Remember, "the answer" is only half of it! Also, make sure everyone in your group can explain why.

We will use this Gradescope Online Assignment as our worksheet for in-class work. These problems are coded as being worth points for our simplicity, but will not impact your grade in the course.

# Question 2

## Q2.1

We used a PriorityQueue to help us efficiently find the "closest unknown vertex" in the perimeter. The extended PriorityQueue ADT with changePriority and contains is very important for being able to update node distances that are already in the perimeter.

## Q2.2

$$\Theta\left(|V|^2\log(|V|)\right)$$

We can get this by plugging in $|E| = \frac{1}{2}|V|^2$ into the runtime for Dijkstra's. We drop the lower order terms and multiplicative constants.

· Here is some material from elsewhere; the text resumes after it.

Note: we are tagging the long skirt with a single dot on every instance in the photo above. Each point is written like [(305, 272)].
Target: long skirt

$$\Theta\left(|V|\log\left(|V|\right) + |E|\log(|V|)\right) \\ = \Theta\left(|V|\log\left(|V|\right) + \frac{1}{2}|V|^2\log(|V|)\right) \\ = \Theta\left(|V|^2\log(|V|)\right)$$

## Q2.3

$$\Theta\left(|V|^2 + |E||V|\right)$$

This can be found by using the same type of analysis we used with Dijkstra's, but now we have a $|V|$ operation each time we work with the perimeter rathern than a $\log(|V|)$ operation.

# Question 3

Many orderings exist, here is one that satisfies all of the dependencies shown below.

3,5,7,11,8,9,2,10


# Question 4

For this problem, we chose to reduce this ranking problem to topological sort since we have a bunch of games that have "dependencies" on who should be ranked above who and we are trying to find an ordering that preserves these placements.